Walking from the driveway near the garage where I had parked my car, I was confused to find the dogs barking outside the house. Approaching the front door, I remembered that my purse was not with me. Had I left it in the car? Outside the car? On the verandah hanging on the metal railing with my sweater? Why was I so confused? Was I drunk? Something was amiss. The dogs kept barking.

I turned back to recover my purse and walked towards the back door, adjacent to the garage. It was ajar. Strange. The moment I stepped onto the threshold and glimpsed the familiar surroundings – the laundry room sink, the dishwasher, the washing machine – I was stirred by the unfamiliar. Out of the corner of my eye I saw another eye, in the crack between door and hinge. An arm reached around the door, somehow behind me, to encircle my neck. I could not escape or move. I could sense, but not see, the knife at my throat. It was over, I did not need to see the script predictably unfold as I had been warned it would so many times before.

I awake with the covers pulled around my neck. The old, wooden bed creaks as I reach around to remove them.

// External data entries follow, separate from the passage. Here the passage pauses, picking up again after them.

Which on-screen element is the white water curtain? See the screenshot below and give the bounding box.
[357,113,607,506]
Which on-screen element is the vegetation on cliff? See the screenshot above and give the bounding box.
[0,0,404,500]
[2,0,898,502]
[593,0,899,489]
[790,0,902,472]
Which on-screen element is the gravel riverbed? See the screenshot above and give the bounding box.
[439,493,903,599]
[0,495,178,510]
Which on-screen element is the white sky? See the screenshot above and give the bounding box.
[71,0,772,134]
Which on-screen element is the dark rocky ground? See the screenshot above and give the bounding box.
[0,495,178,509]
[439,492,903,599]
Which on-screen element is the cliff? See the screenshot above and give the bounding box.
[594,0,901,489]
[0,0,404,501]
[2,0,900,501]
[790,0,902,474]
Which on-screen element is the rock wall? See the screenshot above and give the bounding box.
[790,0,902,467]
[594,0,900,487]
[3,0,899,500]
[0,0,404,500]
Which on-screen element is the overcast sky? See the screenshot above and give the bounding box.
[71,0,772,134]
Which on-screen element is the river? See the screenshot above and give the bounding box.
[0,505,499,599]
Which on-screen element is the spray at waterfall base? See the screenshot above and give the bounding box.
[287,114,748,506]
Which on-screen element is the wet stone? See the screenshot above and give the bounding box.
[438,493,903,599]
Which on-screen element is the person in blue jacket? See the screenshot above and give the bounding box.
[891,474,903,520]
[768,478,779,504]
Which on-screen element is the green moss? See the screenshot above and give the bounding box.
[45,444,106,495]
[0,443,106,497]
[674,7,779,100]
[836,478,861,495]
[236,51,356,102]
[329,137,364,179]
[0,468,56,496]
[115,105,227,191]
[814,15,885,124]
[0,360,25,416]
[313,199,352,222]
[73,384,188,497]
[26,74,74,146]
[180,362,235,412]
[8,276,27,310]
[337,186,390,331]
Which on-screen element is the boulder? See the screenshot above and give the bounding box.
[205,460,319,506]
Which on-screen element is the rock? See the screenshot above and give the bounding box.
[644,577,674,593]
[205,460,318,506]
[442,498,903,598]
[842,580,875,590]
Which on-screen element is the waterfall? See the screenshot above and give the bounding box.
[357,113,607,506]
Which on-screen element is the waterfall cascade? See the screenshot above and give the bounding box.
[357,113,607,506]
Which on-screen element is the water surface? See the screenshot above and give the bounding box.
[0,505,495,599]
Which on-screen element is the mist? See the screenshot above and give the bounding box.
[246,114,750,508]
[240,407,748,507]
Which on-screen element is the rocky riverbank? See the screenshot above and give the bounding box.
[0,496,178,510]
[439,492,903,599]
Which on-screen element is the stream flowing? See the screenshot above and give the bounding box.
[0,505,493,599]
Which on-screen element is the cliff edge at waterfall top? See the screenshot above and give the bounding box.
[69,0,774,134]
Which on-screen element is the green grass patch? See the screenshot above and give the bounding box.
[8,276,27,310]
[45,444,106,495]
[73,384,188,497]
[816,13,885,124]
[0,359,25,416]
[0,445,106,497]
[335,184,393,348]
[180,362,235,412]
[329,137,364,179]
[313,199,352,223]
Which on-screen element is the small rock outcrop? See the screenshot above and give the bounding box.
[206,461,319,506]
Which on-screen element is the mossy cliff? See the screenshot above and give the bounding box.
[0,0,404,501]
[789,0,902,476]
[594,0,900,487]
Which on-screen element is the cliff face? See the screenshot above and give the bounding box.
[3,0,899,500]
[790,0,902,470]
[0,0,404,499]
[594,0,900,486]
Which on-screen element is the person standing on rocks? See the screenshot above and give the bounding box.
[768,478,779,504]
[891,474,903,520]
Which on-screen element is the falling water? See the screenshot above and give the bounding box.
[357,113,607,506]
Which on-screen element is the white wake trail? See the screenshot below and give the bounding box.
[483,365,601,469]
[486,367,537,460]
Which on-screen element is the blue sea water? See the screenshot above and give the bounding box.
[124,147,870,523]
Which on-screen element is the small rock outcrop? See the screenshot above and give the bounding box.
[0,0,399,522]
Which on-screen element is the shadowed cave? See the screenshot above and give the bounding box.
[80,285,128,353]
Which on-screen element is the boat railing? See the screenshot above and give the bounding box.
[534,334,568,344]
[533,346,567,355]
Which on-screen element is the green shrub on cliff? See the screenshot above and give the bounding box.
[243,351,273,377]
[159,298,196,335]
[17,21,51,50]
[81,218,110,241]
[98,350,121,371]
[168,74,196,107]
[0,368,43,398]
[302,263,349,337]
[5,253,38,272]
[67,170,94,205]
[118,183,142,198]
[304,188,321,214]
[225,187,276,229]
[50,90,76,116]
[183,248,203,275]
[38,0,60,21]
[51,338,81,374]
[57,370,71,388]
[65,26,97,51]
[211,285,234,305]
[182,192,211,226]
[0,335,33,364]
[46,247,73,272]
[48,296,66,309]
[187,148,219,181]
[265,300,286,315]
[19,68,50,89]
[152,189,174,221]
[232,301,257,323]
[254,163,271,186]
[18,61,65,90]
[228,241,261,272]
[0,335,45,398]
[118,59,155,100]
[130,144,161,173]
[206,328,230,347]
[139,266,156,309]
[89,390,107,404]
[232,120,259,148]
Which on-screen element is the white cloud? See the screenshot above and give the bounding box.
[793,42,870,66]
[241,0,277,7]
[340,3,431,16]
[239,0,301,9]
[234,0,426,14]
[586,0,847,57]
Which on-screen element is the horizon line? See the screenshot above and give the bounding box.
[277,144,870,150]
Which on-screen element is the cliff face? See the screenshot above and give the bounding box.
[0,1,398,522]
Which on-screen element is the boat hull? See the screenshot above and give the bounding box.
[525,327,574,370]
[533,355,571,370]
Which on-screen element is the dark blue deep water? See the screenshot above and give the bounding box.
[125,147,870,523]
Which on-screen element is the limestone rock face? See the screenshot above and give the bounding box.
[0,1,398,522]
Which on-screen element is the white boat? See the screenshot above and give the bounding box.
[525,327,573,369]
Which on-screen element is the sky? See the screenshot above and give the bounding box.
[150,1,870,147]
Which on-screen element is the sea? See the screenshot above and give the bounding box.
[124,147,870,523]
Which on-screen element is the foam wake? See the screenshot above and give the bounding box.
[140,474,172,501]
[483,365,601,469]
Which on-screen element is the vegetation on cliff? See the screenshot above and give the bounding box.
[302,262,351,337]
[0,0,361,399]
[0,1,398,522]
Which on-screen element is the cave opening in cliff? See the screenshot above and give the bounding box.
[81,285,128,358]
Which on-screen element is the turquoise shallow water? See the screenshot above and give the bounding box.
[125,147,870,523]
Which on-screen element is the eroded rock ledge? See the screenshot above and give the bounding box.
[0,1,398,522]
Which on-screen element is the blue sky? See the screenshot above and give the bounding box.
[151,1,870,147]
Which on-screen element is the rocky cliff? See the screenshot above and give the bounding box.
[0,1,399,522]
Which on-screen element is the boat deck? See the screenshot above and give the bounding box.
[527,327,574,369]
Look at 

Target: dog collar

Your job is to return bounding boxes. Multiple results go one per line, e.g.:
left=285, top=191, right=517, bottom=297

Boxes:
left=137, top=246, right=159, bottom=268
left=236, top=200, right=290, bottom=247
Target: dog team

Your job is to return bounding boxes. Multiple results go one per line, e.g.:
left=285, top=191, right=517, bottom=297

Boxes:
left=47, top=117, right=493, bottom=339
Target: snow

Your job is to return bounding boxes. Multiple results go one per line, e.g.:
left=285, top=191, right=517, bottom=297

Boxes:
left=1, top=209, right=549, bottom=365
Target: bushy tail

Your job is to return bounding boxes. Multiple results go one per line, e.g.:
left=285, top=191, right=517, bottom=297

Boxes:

Drawing the bedding firmly around me again I relax cocooned in its familiar comfort. Soon I sleep again. My mother tells me that as a baby I could sleep through even the fiercest of Southern African thunderstorms. All I remember of sleeping in Joburg was jumping, legs curled up, into bed and squeezing my eyes shut so hard that darkness disappeared and all I could see were blinding circles of blinking white light, like the headlights of a car. I was always terrified that something would come up from under the bed and grab my ankles.